Stricter Blacklist Regime

On December 25, 2013, the National Health and Family Planning Commission of China (“National Health Commission”, former Ministry of Health) issued the amended Provisions Regarding the Establishment of Commercial Bribery Blacklist in the Pharmaceutical Purchase and Sales Industries (“Blacklist Provisions”), which came into effect on March 1, 2014.

According to the Blacklist Provisions, each provincial health commission shall establish and publish a blacklist recording the bribery in the pharmaceutical industry, while the official website of the National Health Commission is required to forward the bribery records published by provincial health commissions for wider range of audiences. Pursuant to the Blacklist Provisions, a bribery record shall, subject to the severity of the circumstances, be listed in the blacklist when the pharmaceutical producers, business operators or their agents (“Pharmaceutical Enterprises”) offer monetary or other interests to persons in charge of the medical organization, pharmaceutical purchasers or medical staff for their purchase or usage of relevant medicines, medical equipment or consumables. Once the Pharmaceutical Enterprises have records listed in the bribery blacklist (“Blacklisted Enterprises”), the products of the Blacklisted Enterprises shall be restricted in the bidding and purchasing process of public and government funded medical institutions (“Applicable Institutions”).

If one Blacklisted Enterprise has one record in certain provincial blacklist, the Applicable Institutions in the provincial territory shall not purchase its medicines, medical equipment or consumables for two years, while the Applicable Institutions out of the provincial territory shall lower the evaluation of the Blacklisted Enterprise during the bidding and purchasing process. If one Blacklisted Enterprise has more than one blacklist record within five years, all the Applicable Institutions nationwide shall not purchase its medicines, medical equipment or consumables for two years.

Other than the “blacklist regime”, the Blacklist Provisions also requires an integrity sales agreement to be signed along with the master sales agreement, in which the names of the sales representatives shall be clearly listed and anti-bribery clauses shall be included.

Pharmaceutical Bribery Regulatory Initiative of China

The announcement of the Blacklist Provisions marks a new round of pharmaceutical bribery regulatory initiative in China. As reported by China Business News, one authoritative source said during the interview: “The common practice in pharmaceutical business has been disclosed by the GlaxoSmithKline event since the summer of 2012. The relevant authorities consider it necessary to do some real regulatory work in this business.” According to China Business News, the relevant authorities state that the regulatory initiative to crack down on pharmaceutical bribery would last for three years, and the regulatory scope would expand from foreign-invested enterprises to domestic enterprises.

One of the biggest pharmaceutical companies, Sinopharm Group Co.

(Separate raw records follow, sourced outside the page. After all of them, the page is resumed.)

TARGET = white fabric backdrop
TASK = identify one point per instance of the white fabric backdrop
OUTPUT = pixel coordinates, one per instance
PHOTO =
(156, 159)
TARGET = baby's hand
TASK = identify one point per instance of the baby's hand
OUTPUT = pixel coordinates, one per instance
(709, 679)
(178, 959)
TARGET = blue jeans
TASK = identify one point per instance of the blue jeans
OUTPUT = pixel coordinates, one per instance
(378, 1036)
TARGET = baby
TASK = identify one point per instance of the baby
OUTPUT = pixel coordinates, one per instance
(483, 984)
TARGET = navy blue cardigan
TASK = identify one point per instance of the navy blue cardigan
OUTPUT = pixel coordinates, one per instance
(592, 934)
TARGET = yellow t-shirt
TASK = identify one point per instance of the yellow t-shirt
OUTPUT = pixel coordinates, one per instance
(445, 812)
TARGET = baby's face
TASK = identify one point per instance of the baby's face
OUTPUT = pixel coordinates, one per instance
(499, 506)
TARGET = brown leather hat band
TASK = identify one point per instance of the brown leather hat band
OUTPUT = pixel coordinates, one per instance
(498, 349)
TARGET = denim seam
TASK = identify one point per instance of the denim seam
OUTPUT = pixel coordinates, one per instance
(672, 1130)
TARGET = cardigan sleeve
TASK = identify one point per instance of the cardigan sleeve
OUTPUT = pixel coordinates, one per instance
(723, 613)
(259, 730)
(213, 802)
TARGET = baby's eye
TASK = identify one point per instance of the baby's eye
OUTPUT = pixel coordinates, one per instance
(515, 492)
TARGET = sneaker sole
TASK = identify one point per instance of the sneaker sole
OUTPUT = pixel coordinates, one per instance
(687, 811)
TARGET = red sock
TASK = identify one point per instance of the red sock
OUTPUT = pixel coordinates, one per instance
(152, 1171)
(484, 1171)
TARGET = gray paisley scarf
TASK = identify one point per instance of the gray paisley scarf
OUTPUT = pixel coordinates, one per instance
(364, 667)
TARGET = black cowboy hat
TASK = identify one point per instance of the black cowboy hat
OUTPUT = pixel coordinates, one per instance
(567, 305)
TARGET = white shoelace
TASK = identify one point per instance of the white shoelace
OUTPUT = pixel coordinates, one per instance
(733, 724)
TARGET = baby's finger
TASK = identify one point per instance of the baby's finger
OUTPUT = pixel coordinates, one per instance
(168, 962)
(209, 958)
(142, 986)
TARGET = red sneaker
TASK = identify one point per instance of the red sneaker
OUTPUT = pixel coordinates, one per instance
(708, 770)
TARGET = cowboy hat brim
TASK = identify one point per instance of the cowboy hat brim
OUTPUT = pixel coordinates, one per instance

Ltd., a HK listed state-owned enterprise, announced on January 12, 2014 that its former vice president Mr. Shi Jinming was detained by the People’s Procuratorate of Shanghai Pudong New District of China in the evening of January 10, 2014 for an investigation in relation to a corruption allegation against him, and the former general manager of wholly-owned subsidiary Sinopharm Holding Distribution Co. Ltd., Mr. Xu Yizhong is also involved in such investigation.

Coincidentally, on January 8, 2014, one prosecutor in Hubei Province disclosed to the media that the relevant law enforcement departments had arrested seven sales representatives of Gan & Lee Pharmaceuticals, including its provincial sales manager, regional manager and hospital representatives. As disclosed by the prosecutor, due to the large amount of bribery, the Gan & Lee case has been considered as major economic crime cases and will be handled seriously.

Foreseeable Regulatory Programs in Other Business Industries

It is foreseeable that China authorities will go after corruption in more business sectors. As said by president Xi Jinping, “anti-corruption is the pre-condition to fulfill the ‘Chinese Dream’”.

For all companies doing business in China, to be prepared for such anti-corruption programs is necessary. Otherwise, the enterprises will increase the chances of being in serious trouble—a proper anti-corruption policy must be well prepared and delivered to all the employees and third-party agents. Proper and sufficient training must be conducted to let the employees and third-party agents confirm that they understand the policies.

No enterprise wants to create corruption related problems in China. Take GlaxoSmithKline as an example, it is rumored that Chinese authorities will impose a RMB 20 billion (around USD 3.3 billion) fine on GlaxoSmithKline for the corruption crime. In addition to the rumor of the large fine, the sales revenue of GlaxoSmithKline for prescription medicines and vaccines for the third-quarter 2013 in China had decreased by 61%. Taking anti-corruption compliance seriously is not only morally necessary but also economically obligatory for enterprises doing business in China.